Editing is anything but easy. Schoonmaker and Scorsese spend enormous amounts of time crafting epic cinematic imagery for films like Raging Bull, which was ultimately named one of the best films of the 1980s. Schoonmaker won her first Oscar for editing that film.

In fact, the film was so successful and their collaboration worked so well that she went on to cut every narrative feature Scorsese has directed since.

One hallmark of Thelma Schoonmaker’s editing is her ability to work with improvisation, as seen in films like Raging Bull and The Wolf of Wall Street. Schoonmaker says that her work editing documentaries helped train her to handle improvised material in narrative films. Her collaboration with Scorsese is a truly mutual partnership. While it may be his vision, he relies on her to help achieve it. That’s the key to the director–editor relationship: communication.

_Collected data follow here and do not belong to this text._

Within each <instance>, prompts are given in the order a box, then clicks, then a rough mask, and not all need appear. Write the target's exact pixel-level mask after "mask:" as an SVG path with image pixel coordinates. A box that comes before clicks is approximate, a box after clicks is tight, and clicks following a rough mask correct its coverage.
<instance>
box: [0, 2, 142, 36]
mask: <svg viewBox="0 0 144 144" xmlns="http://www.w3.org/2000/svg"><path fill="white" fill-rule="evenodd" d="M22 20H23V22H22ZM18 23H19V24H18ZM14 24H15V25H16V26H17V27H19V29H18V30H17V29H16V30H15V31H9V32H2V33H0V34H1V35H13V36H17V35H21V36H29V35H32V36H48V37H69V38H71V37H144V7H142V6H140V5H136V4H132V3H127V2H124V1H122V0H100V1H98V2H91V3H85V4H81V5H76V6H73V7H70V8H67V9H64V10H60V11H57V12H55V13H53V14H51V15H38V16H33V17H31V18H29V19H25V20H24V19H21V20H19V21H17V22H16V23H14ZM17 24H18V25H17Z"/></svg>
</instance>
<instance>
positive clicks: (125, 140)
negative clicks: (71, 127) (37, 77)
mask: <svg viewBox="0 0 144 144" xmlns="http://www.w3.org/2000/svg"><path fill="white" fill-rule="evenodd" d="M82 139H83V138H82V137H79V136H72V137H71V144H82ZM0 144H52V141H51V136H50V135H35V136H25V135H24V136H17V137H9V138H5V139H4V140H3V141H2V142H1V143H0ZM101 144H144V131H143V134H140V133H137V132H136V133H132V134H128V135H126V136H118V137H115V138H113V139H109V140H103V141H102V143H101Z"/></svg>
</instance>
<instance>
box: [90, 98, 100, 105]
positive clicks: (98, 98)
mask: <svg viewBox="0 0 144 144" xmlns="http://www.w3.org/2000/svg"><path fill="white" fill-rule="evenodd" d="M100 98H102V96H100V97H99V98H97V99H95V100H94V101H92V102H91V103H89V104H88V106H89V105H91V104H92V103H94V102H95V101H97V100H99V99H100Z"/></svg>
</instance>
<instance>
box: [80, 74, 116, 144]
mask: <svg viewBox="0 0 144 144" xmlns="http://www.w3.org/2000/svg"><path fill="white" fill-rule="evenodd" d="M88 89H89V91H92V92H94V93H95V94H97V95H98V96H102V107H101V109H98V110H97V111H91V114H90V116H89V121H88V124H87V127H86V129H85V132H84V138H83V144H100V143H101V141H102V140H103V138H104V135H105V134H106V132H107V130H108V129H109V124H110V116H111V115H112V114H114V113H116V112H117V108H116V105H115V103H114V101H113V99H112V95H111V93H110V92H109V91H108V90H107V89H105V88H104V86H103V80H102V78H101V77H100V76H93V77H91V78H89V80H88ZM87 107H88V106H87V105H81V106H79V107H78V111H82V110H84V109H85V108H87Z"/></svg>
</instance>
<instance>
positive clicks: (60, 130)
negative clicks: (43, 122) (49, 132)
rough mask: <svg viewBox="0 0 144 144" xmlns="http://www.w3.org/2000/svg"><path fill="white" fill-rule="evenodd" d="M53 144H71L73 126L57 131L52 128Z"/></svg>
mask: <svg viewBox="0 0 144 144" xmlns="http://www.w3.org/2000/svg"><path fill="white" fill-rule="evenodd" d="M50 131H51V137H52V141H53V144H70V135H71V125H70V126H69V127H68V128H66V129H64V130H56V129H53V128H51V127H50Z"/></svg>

Thelma Schoonmaker’s Editing Style

If you think good editing means people don’t notice it’s happening, then Thelma Schoonmaker’s films are the opposite. The secret to great craftsmanship is to throw away conventional rules, and that’s exactly what Schoonmaker and Scorsese do with their filmmaking and editing style. Thelma Schoonmaker’s editing approach and unique techniques are a major reason their films are so successful.

Freeze Frames

“Freezing” the action involves repeating a single frame on screen, creating a still image (similar to a photograph). In Goodfellas, Scorsese uses freeze frames to halt the action at key moments in Henry’s life. For example, when he looks down at the trunk and says, “As far back as I can remember, I always wanted to be a gangster.”

You can see it too when Henry sets fire to the car. The freeze frames are used to give the audience insight into the pivotal moments Henry remembers from his life, helping us connect more deeply with the character.

Flash Bulb Cuts

The term is somewhat self‑explanatory. This technique uses camera flash effects as an editing device. Schoonmaker uses flash cuts in many Scorsese films in different ways to capture different emotions. In The Aviator, flash bulbs are used to create a disorienting effect. When Hughes walks the red carpet with Harlow, paparazzi camera flashes burst across his face, and the sequence of flash cuts clearly shows how uncomfortable he is with all the attention. The flash‑bulb editing builds a sense of disorientation, letting the audience feel what the character feels.

Slow Motion

Slow motion is an effect in editing that makes time appear to move more slowly. In Raging Bull, you can see this technique when Sugar Ray Robinson’s character beats Jake to a bloody pulp. The slow motion of the heavy blows in this fight sequence serves as a juxtaposition and heightens the sense of chaos. Slow motion intensifies the action, builds tension, and keeps the audience on edge.

Ultimately, there is no universal truth in editing. There’s no single “right” way, because you can cut (or choose not to cut) based on how you want the audience to feel.

Sometimes we like a certain roughness in the editing style that Hollywood editors don’t like. Hollywood editors tend to like a very smooth style with all the bumps taken out. But sometimes Marty and I like to keep those bumps, because they add a kind of toughness, a kind of reality, to the film.